Old fashioned shade is a pretty nice thing, too. Here you can be pretty comfortable if you are elevated above the chiggers and oriented in such a way that catches the breezes coming down the holler.
Which brings me to the bunnies.
Summer is always a time you have to be extra concerned about the Angora rabbits, making sure they have plenty of water, and shade, and breezes to be comfortable till their favorite season arrives. And because I check on them so often in the summer, it makes me want to spin angora, which is kinda crazy and perverse since it is one of the very warmest fibers, many times warmer than wool.

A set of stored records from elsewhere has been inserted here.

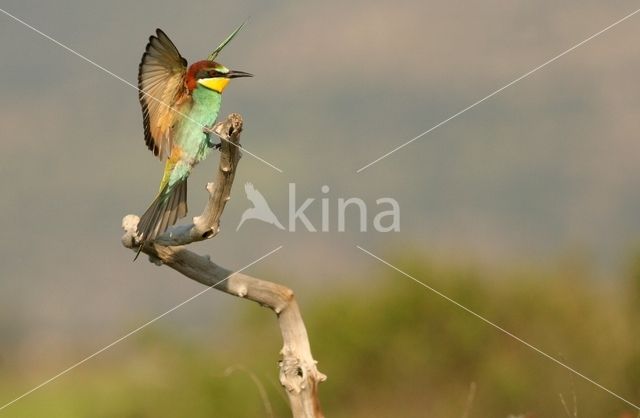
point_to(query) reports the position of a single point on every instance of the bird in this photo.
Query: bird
(178, 103)
(260, 209)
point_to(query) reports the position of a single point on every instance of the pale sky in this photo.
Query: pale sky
(548, 167)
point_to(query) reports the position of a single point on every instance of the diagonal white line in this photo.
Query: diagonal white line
(499, 328)
(105, 348)
(525, 75)
(79, 55)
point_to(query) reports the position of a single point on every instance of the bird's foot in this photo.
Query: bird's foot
(210, 133)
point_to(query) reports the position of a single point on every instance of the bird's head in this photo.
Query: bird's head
(211, 74)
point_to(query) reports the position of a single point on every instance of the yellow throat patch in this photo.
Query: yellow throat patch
(216, 83)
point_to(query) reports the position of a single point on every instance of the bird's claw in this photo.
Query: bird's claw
(210, 143)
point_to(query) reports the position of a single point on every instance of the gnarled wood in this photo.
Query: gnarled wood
(298, 372)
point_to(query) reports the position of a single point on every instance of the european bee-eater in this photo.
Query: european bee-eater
(177, 103)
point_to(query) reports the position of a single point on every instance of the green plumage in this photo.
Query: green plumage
(191, 145)
(178, 103)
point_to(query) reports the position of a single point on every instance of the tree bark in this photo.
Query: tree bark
(298, 372)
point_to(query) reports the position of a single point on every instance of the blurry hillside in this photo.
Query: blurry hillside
(390, 348)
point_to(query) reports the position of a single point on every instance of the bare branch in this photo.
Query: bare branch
(298, 372)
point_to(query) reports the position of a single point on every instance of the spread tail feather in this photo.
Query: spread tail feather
(166, 209)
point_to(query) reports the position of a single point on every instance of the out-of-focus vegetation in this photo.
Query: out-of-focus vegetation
(390, 347)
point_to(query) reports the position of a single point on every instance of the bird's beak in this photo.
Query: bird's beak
(237, 74)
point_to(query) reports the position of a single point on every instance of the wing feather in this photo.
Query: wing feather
(161, 84)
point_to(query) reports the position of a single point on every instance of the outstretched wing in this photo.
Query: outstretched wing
(161, 84)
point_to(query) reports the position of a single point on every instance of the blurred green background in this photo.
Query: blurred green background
(524, 208)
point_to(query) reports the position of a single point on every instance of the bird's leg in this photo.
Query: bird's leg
(210, 132)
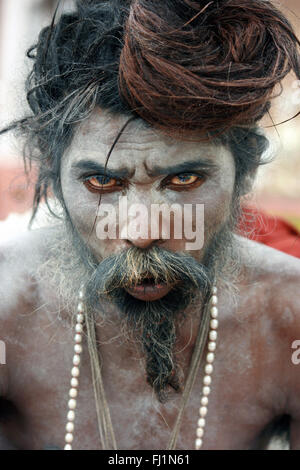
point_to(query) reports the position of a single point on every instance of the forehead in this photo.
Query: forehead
(137, 143)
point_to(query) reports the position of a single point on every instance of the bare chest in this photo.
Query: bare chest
(237, 410)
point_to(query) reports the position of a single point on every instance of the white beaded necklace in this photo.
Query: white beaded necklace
(75, 372)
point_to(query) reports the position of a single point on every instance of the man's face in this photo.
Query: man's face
(147, 169)
(151, 278)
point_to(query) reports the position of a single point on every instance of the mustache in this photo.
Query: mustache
(152, 323)
(129, 268)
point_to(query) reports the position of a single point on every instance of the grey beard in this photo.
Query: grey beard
(151, 324)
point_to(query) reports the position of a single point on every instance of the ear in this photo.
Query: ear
(248, 182)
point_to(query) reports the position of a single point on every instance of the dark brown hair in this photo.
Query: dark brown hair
(192, 68)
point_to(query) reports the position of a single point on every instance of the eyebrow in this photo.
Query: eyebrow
(192, 165)
(90, 165)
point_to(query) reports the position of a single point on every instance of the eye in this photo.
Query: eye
(185, 181)
(101, 183)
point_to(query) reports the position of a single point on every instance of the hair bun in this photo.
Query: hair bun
(197, 67)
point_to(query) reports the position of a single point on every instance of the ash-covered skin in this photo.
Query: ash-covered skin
(125, 263)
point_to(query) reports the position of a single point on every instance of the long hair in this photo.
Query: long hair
(195, 69)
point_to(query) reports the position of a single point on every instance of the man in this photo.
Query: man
(157, 103)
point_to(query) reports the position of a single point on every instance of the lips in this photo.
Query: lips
(148, 291)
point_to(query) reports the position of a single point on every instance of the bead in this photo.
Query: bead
(207, 380)
(214, 312)
(210, 357)
(204, 401)
(71, 415)
(70, 427)
(73, 392)
(78, 338)
(69, 437)
(72, 404)
(75, 372)
(78, 348)
(206, 391)
(76, 360)
(74, 382)
(198, 444)
(201, 423)
(213, 335)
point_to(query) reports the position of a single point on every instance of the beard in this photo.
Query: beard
(152, 324)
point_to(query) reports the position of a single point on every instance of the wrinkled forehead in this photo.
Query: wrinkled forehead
(96, 135)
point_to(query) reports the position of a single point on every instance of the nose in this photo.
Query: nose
(142, 243)
(139, 230)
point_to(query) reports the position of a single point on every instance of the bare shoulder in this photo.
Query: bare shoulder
(19, 285)
(19, 260)
(275, 277)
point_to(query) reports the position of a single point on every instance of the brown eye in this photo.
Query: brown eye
(101, 183)
(184, 179)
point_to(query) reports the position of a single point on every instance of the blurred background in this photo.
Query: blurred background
(277, 190)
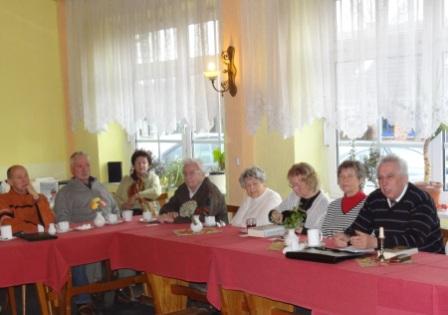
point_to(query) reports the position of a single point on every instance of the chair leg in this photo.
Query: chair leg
(45, 303)
(12, 300)
(23, 299)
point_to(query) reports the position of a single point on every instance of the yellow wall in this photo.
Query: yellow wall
(32, 115)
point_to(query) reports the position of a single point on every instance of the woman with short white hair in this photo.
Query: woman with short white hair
(259, 201)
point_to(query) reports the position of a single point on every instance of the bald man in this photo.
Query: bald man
(22, 207)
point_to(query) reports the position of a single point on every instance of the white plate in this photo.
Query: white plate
(146, 221)
(84, 227)
(7, 239)
(60, 231)
(117, 222)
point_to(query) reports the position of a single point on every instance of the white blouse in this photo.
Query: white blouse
(257, 208)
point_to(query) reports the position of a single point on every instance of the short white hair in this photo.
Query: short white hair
(76, 155)
(198, 163)
(392, 158)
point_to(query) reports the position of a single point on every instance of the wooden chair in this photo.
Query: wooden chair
(233, 302)
(171, 295)
(263, 306)
(231, 211)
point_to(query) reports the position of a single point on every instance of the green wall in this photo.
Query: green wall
(32, 119)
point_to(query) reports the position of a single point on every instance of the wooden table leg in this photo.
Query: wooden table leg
(12, 300)
(164, 300)
(43, 300)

So that is what I am spinning right now, and I as I spin, I am still turning over in my head different possible ways of prefelting singles of angora before you ply it with wool......

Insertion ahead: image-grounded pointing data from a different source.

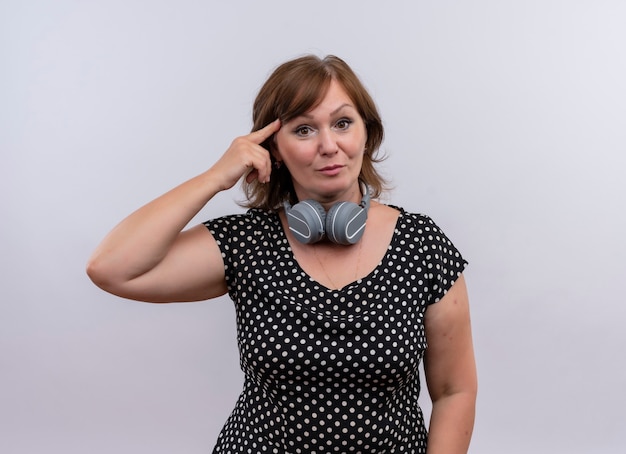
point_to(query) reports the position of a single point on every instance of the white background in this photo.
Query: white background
(505, 121)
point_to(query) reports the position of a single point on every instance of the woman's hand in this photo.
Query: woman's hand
(246, 156)
(148, 257)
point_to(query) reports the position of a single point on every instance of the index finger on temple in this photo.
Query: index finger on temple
(260, 135)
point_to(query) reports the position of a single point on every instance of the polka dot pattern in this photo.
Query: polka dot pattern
(330, 371)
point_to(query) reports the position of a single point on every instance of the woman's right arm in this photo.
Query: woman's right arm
(148, 256)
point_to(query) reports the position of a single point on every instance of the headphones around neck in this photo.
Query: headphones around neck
(344, 223)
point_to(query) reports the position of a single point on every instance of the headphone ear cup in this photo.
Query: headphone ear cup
(306, 221)
(345, 223)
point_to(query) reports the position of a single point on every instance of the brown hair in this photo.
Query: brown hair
(294, 88)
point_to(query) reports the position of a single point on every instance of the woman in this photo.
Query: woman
(334, 314)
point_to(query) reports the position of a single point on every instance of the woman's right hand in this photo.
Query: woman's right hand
(246, 156)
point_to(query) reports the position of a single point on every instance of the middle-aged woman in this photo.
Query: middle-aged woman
(338, 297)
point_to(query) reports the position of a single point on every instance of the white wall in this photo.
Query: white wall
(506, 122)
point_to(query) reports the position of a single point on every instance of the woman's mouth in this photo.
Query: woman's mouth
(331, 170)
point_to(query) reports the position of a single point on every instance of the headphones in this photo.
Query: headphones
(343, 224)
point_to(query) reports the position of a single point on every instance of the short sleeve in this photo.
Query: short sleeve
(443, 263)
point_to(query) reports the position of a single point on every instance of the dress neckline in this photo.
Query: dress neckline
(371, 274)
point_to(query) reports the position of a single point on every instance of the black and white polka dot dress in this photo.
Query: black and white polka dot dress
(330, 370)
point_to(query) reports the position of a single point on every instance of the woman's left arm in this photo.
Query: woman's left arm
(450, 372)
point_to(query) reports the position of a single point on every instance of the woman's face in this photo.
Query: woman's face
(323, 149)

Oh, and about my shoulder, it is better! It turns out that in order to give it the rest it needed, I needed a shoulder brace that actually fit, and guess what worked the best? An old fashioned 6 inch wide ace bandage. I watched a couple of videos on youtube on how to wrap your shoulder, and figured out that the problem with wrapping it without assistance is just the getting it started part. So, I sewed an upper arm sized tube in one end, slipped it on and voila, very easy to finish the wrap yourself. Wrapping it while I worked, then applying the ice, then rest and the herbal anti-inflamatories have done wonders. Interestingly, so has kayaking, which you wouldn't think, but I think it loosens the arm up some.
The third element that has helped me on the road to healing is transitioning over to natural anti-inflammatories: white willow bark and curamin, they seem to help increase circulation in a way that the over the counter nsaid s don't... upward and onward!